MP pede veto a lei que prevê auxílio de R$ 5 mil para mulheres comprarem armas em Goiânia
Ao SBT News, promotor aponta riscos e diz que proposta inverte responsabilidade do Estado ao priorizar autodefesa em vez de políticas estruturais

SBT News
O Ministério Público do Estado de Goiás recomendou que a Prefeitura de Goiânia vete o projeto de lei que prevê a concessão de um auxílio de R$ 5 mil para mulheres vítimas de violência adquirirem armas de fogo. O texto aprovado pela Câmara também autoriza o uso de recursos para ompra de spray de pimenta, dispositivos de choque e treinamentos em armamento.
Em entrevista ao Poder Expresso, o promotor de Justiça André Lobo Alcântara Neves, afirma que a proposta tem uma “valorosa intenção” de ampliar a proteção às mulheres, mas adota um caminho inadequado. “Os índices de violência doméstica nos preocupam e é necessário buscar novas estratégias”, afirmou.
O promotor destacou, no entanto, que o enfrentamento à violência de gênero deve priorizar políticas públicas estruturantes.
“O meio proposto não é o caminho adequado. É preciso investir em ações educativas, estruturação de serviços e atuação integrada do poder público”, disse.
Na avaliação do Ministério Público, apostar na autodefesa como eixo central representa uma inversão de responsabilidades. “O poder público tem que garantir a proteção da mulher. A autodefesa pode ser, no máximo, uma medida complementar”, afirmou.
O órgão também apontou riscos no incentivo à compra de armas de fogo. “A inserção de uma arma em um contexto de violência doméstica pode transformar um instrumento de defesa em instrumento de ataque”, alertou o promotor.
Entre as preocupações estão ainda acidentes domésticos e o desvio de armas para o mercado ilegal. “O dever do Estado é evitar mortes, e não ampliar riscos”, completou.

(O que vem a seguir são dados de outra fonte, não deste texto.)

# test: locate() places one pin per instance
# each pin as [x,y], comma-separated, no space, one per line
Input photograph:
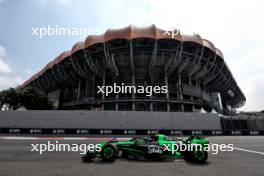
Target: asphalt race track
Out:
[17,159]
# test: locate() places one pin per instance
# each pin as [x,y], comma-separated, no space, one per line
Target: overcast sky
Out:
[235,27]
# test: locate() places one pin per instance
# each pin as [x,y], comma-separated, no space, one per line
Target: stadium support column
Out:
[133,74]
[79,90]
[190,83]
[180,92]
[103,96]
[167,94]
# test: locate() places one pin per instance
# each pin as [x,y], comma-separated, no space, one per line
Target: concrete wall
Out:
[110,120]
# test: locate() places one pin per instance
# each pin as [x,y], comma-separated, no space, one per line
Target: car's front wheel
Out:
[109,152]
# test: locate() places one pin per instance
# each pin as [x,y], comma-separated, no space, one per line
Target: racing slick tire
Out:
[199,156]
[88,156]
[109,152]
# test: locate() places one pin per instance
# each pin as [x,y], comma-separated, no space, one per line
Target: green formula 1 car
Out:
[157,147]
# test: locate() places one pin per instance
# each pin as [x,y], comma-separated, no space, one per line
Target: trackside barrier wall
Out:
[124,123]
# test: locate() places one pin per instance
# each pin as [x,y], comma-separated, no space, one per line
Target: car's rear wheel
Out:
[88,156]
[109,152]
[199,156]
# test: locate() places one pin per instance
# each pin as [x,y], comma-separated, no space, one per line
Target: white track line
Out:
[250,151]
[57,138]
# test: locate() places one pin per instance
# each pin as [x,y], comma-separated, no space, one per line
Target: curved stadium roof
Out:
[151,32]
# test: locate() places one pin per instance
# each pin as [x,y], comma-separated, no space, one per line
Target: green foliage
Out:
[30,98]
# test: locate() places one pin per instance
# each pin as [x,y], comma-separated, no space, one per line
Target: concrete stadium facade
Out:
[192,68]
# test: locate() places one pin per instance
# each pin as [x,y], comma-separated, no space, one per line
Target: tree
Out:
[30,98]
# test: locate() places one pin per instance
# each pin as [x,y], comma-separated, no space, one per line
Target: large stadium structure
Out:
[194,70]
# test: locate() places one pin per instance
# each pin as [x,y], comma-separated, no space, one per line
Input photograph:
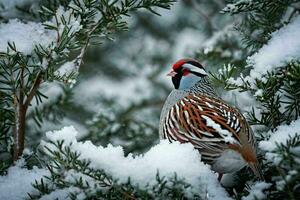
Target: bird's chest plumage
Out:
[209,124]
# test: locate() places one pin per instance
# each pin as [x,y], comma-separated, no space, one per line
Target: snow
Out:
[124,92]
[256,191]
[166,158]
[8,8]
[280,136]
[24,35]
[283,47]
[17,182]
[67,68]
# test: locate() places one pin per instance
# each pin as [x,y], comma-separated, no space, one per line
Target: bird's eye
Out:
[185,71]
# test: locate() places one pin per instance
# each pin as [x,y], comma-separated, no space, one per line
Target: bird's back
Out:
[207,122]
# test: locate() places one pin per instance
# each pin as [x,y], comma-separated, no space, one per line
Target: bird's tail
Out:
[255,167]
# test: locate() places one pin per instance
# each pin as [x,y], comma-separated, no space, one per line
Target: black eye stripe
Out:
[197,73]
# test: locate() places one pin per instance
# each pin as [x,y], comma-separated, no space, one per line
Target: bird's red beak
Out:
[172,73]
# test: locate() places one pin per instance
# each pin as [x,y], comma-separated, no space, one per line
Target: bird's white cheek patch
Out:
[195,69]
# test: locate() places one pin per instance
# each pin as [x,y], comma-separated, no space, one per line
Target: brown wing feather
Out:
[191,118]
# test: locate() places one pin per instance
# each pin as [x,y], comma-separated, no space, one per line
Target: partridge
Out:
[194,113]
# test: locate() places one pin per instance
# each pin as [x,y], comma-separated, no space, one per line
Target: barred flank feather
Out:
[212,126]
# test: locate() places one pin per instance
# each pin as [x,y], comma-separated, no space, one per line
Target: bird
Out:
[194,113]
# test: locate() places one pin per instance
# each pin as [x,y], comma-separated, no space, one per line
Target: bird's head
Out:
[186,73]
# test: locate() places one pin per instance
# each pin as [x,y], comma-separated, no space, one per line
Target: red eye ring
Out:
[185,71]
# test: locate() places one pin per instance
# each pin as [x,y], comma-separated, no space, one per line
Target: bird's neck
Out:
[197,84]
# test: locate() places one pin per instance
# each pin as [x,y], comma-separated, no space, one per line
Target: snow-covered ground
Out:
[166,158]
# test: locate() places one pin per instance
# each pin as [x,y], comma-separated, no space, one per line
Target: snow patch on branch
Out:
[280,136]
[166,158]
[24,35]
[18,182]
[283,47]
[256,191]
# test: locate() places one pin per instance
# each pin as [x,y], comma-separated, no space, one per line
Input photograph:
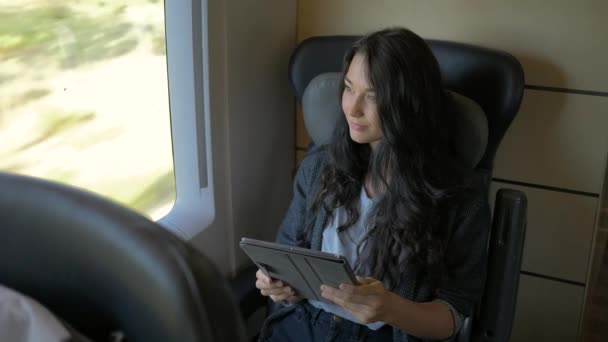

Embora reconheça diferenças entre o uso de armas de fogo e outros mecanismos de autodefesa, como spray de pimenta ou cursos de capacitação, o Ministério Público defendeu o veto integral ao projeto. A avaliação é que essas medidas só deveriam ser adotadas de forma complementar, após a consolidação de uma rede eficaz de proteção às mulheres.
A manifestação do Ministério Público tem caráter orientativo. Caberá ao prefeito decidir pela sanção ou veto. Caso a lei seja aprovada, o órgão poderá avaliar a constitucionalidade da medida.